Beyond that, there’s a good reason inflation is being felt so personally. Kevin Drum looks at the most recent BLS data and produces this handy-dandy chart:

This is why voters are so upset over an inflation rate of 7%. That may be the overall inflation rate, but for some of the things that are most visible to them (gasoline, oranges, ground beef, chicken, etc.) prices have gone up by 15% or more—including a few like gasoline and used cars that have gone up by 40%.¹ Is it any wonder that inflation seems a lot higher than it really is, especially when their paychecks have barely budged?
While I thought the so-called American Rescue Plan was unnecessary and poorly targeted, its contribution to the inflated price of, say, beef roasts was nominal at best. But, again, it’s just the nature of the presidency that the incumbent gets more credit for good times and more blame for bad than deserved.
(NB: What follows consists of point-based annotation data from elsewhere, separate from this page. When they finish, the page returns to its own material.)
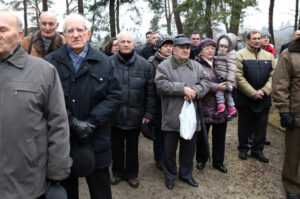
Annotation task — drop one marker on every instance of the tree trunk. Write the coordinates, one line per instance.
(118, 16)
(296, 16)
(45, 5)
(25, 18)
(112, 20)
(177, 17)
(67, 7)
(271, 8)
(235, 16)
(207, 19)
(80, 7)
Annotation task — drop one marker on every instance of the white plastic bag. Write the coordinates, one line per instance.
(188, 121)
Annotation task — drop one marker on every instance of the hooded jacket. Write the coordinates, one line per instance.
(225, 63)
(286, 81)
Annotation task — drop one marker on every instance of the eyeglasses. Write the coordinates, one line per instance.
(50, 24)
(80, 30)
(209, 48)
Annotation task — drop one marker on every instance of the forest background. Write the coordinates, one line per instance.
(209, 17)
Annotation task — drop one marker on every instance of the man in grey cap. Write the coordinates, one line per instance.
(178, 79)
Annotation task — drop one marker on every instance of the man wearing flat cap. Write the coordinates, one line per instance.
(178, 79)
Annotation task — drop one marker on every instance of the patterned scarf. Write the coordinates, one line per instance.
(78, 58)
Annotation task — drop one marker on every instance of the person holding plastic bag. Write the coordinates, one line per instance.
(207, 49)
(179, 79)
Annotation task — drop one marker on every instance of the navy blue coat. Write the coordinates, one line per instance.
(92, 93)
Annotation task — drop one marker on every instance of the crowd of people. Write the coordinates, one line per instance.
(68, 110)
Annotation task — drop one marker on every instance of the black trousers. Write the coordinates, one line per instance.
(186, 155)
(125, 166)
(98, 183)
(218, 144)
(250, 121)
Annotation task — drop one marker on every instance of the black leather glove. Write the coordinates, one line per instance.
(287, 120)
(82, 129)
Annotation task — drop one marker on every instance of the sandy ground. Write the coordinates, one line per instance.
(245, 179)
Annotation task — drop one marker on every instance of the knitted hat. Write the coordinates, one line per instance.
(205, 42)
(224, 42)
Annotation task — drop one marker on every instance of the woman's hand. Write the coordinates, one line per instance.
(222, 86)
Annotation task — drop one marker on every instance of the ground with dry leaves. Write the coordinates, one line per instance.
(245, 179)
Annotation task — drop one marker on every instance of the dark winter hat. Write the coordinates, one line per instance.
(56, 191)
(163, 39)
(83, 160)
(180, 40)
(265, 34)
(205, 42)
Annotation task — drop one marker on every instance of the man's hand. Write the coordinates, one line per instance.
(145, 120)
(189, 93)
(82, 129)
(287, 120)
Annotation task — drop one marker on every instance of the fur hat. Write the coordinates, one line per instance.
(205, 42)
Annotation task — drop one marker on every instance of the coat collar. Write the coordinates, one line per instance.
(18, 59)
(295, 46)
(131, 60)
(176, 63)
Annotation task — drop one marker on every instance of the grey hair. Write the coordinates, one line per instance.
(125, 33)
(76, 16)
(19, 22)
(48, 12)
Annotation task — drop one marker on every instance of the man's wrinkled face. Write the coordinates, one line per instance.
(182, 52)
(195, 39)
(76, 34)
(254, 40)
(155, 36)
(48, 25)
(126, 44)
(265, 41)
(10, 36)
(166, 49)
(149, 38)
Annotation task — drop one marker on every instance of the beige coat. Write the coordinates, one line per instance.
(34, 132)
(286, 81)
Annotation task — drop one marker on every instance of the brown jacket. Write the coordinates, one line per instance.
(38, 49)
(286, 81)
(34, 130)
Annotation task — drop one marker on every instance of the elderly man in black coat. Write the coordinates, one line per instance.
(93, 95)
(137, 77)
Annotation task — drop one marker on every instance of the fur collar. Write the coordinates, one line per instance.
(295, 46)
(38, 44)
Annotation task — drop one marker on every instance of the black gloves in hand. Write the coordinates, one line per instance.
(83, 129)
(287, 120)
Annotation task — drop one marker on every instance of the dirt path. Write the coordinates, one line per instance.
(245, 179)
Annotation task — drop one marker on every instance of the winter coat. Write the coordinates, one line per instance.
(286, 81)
(34, 132)
(225, 63)
(171, 77)
(137, 77)
(93, 93)
(255, 68)
(38, 48)
(209, 101)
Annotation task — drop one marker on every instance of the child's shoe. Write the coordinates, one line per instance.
(232, 113)
(221, 111)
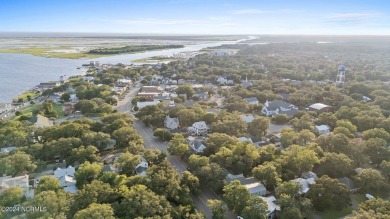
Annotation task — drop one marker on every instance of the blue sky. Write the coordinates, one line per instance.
(370, 17)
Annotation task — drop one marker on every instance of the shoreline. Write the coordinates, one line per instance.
(134, 61)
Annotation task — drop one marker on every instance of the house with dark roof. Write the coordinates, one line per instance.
(142, 167)
(252, 100)
(349, 183)
(197, 145)
(275, 107)
(320, 107)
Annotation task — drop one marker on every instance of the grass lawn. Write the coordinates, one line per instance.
(334, 214)
(58, 109)
(27, 111)
(24, 95)
(358, 198)
(51, 52)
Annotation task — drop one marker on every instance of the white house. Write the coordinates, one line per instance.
(199, 128)
(252, 100)
(323, 129)
(171, 123)
(248, 118)
(6, 150)
(141, 105)
(305, 184)
(66, 178)
(245, 139)
(196, 144)
(256, 188)
(274, 107)
(272, 206)
(142, 167)
(18, 181)
(43, 121)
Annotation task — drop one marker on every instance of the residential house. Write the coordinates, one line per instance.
(6, 150)
(320, 107)
(171, 123)
(245, 139)
(199, 128)
(273, 208)
(305, 184)
(88, 78)
(110, 168)
(223, 53)
(323, 129)
(349, 183)
(142, 167)
(197, 145)
(223, 80)
(17, 181)
(275, 107)
(141, 105)
(49, 85)
(43, 121)
(66, 178)
(247, 118)
(252, 184)
(246, 84)
(68, 108)
(151, 89)
(252, 100)
(4, 107)
(256, 188)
It has long been presumed that Democrats would lose their precarious “majority” in the Senate and were in strong danger of losing their razor-thin margin in the House because there’s almost always a swing away from the Presidential election winner in the midterm for a variety of reasons. This polling simply means that Biden is unlikely to buck the usual trend.
All is not lost, however:
The survey offered some reason for optimism for Democrats, given that a majority of Americans don’t blame Biden for the higher gas prices. The numbers also generally break down along partisan lines in most polling, with Republicans more likely to blame the president for economic problems. People also mostly still feel confident in their own personal finances even as they worry about other people and the national picture, the survey said. And they worry a lot.
It’s also worth re-emphasizing that the expected massive Republican gerrymander after the 2020 Census that was set to go into effect this year didn’t materialize. Still, if I were going to be, it would be on Mitch McConnell taking back the Majority Leader’s gavel come January.